A highlight was joining the ensemble of Gerry & Sewell at the Theatre Royal in the autumn. Project A students wore black and scampered about like ninjas.
“It was amazing,” says Dani. “I was so happy to be there.”
The Champion role sneaked up on him. Impressed when Ishy Din addressed Project A – “I always get excited when I see another brown artist in the North East because I feel it’s a bit of a rarity” – he later introduced himself at the Gerry & Sewell press night.
“We had a lovely conversation and I was straight up. I was like, ‘Look, I’ve heard about Champion (tipped off by actor and playwright Elijah Young whom he’d met at Northern Stage) and if I wasn’t bound to the course I would love to audition’.”
Jack McNamara popped in one day and later casually asked if Dani would read some lines for him.
“I was like, OK, yeah, chill, whatever. I didn’t know it was for Champion. I didn’t know he was directing Champion. I wasn’t even thinking about Champion.”
After a Zoom call with Ishy, Dani was called in by Project A course leader Phil Hoffmann and told he’d got the part of Azeem – but not to freak out and to keep it under his hat for 10 minutes.
Recalls Dani: “I think those 10 minutes were the most euphoric minutes ever. I thought, ‘What is going on. This is insane?’
“All the time you get that it’s impossible to do work when you’re on the course and this just happened out of nowhere.”
Worried about the reaction of fellow students, he needn’t have been.
“They were so, so excited. I don’t think I’d ever received so many hugs in the space of a minute.
“We’re very close and very much in the mentality that if one of us wins we all win, and they’re a lovely bunch, so supportive.”
As were his course leaders, saying he could return to his studies later and offering guidance and support should he want it.
Learning that his fellow cast members were to be Christina Berriman Dawson, who he’d seen in the Theatre Royal panto, and Jack Robertson who he’d looked up to in Gerry & Sewell, he was initially “mind-blown”.
“The first day I rocked up, I was super excited but also nervous. I was thinking, I don’t belong in a room with them; but they’re two of the kindest, warmest people as well as talented. They reassured me and gave me such amazing advice.”
Fast forward to opening night and Dani remembers meditating, warming up and then quietly listening to music for an hour before the play started.
“In my head I kept telling myself this is what I’ve trained for. This is what I do. I’m supposed to be here. This is it.

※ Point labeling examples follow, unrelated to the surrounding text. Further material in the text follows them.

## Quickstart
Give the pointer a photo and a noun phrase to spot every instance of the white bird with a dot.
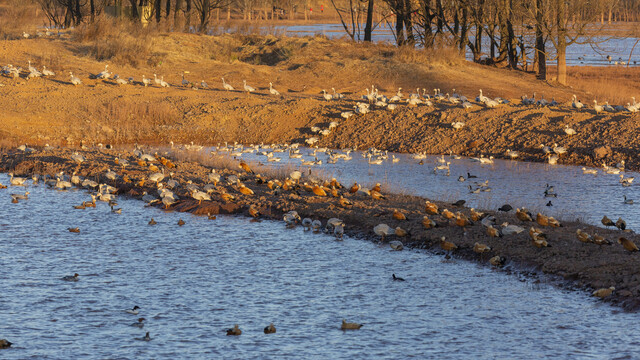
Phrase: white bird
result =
(227, 86)
(273, 91)
(74, 80)
(569, 131)
(247, 88)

“When it was time to go on stage I took a breath and did it. Then suddenly it was all over and that was probably the first time I felt I belonged and this wasn’t a mistake.”

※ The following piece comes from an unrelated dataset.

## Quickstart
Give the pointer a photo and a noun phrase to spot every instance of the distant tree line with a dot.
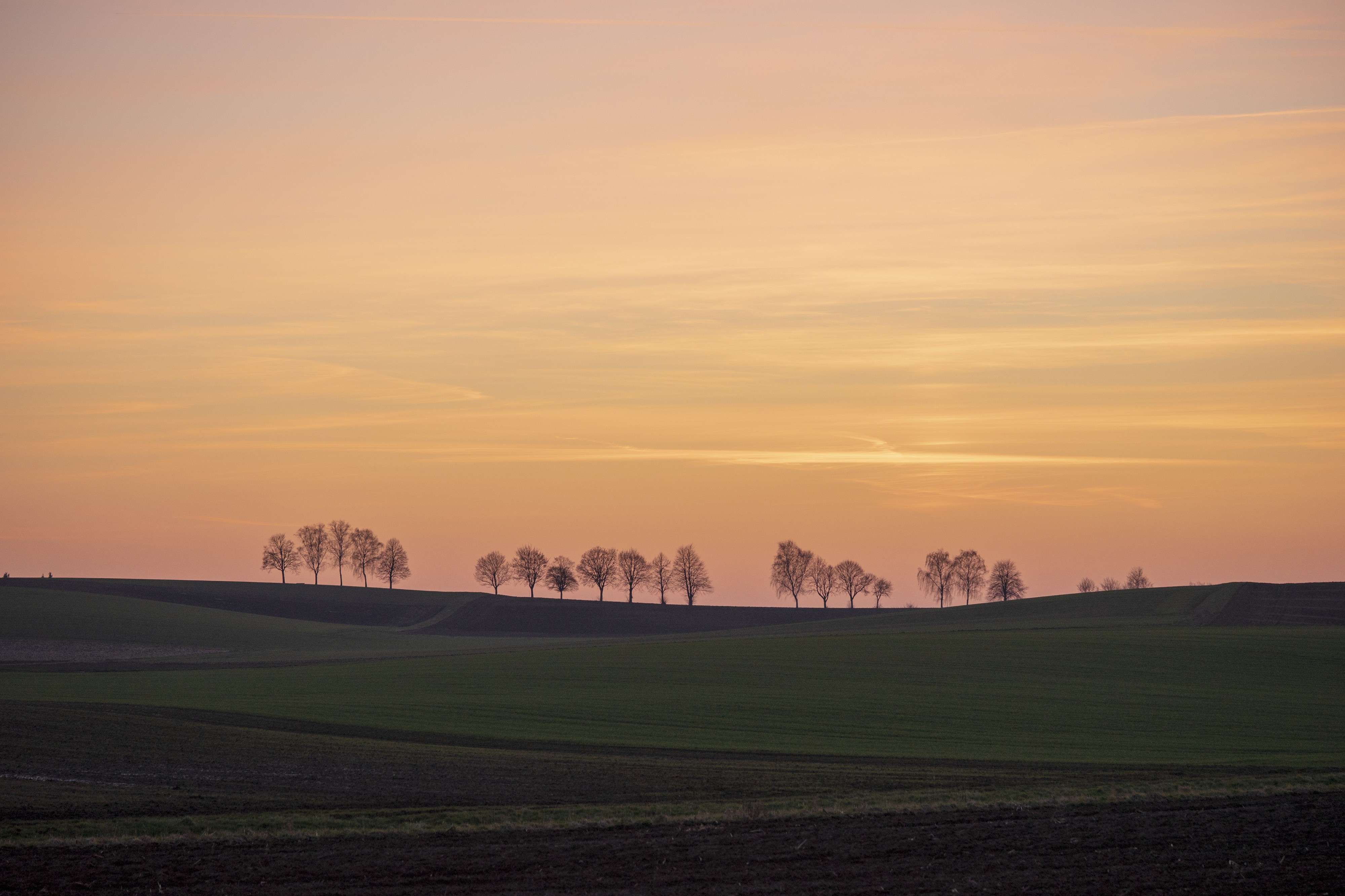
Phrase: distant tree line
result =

His parents saw him perform for the first time and told him how proud they were. On press night the Project A cohort gave moral support from the balcony. (I can vouch that it was noisy. I was sitting not far away.)
Janet Plater, says Dani, is now following him on Instagram. Possibly she’d sign him but he says he doesn’t want to waste her time because soon he’ll be away.
Not one to do things by halves, Dani is off in September to New York, having won a scholarship to study at the American Musical and Dramatic Academy.
It’s a four year course with campuses in New York and Los Angeles, which is where Dani plans to finish his studies. He has never been to America so ‘excited’ doesn’t come close.
Looking even further ahead, Dani is aiming high.
“I’ve always been an ambitious person and I want to be like the role models and idols I grew up watching.”
These include Andrew Garfield, who he saw in the film Hacksaw Ridge, Jim Carey (The Truman Show), Benedict Cumberbatch (The Imitation Game) and both Morgan Freeman and Brad Pitt for their roles in Seven.
“The inspiring feeling I had watching them I want to give to someone else. I want to be as big and as good as them.
“And I’d like to be a person that brown or ethnic kids can look at and be like, if this guy can do it then why can’t I?”
Champion runs until Saturday, March 8. Find ticket details on the Live Theatre website.
Can’t wait to see what the kid does. I know he’s destined for greatness.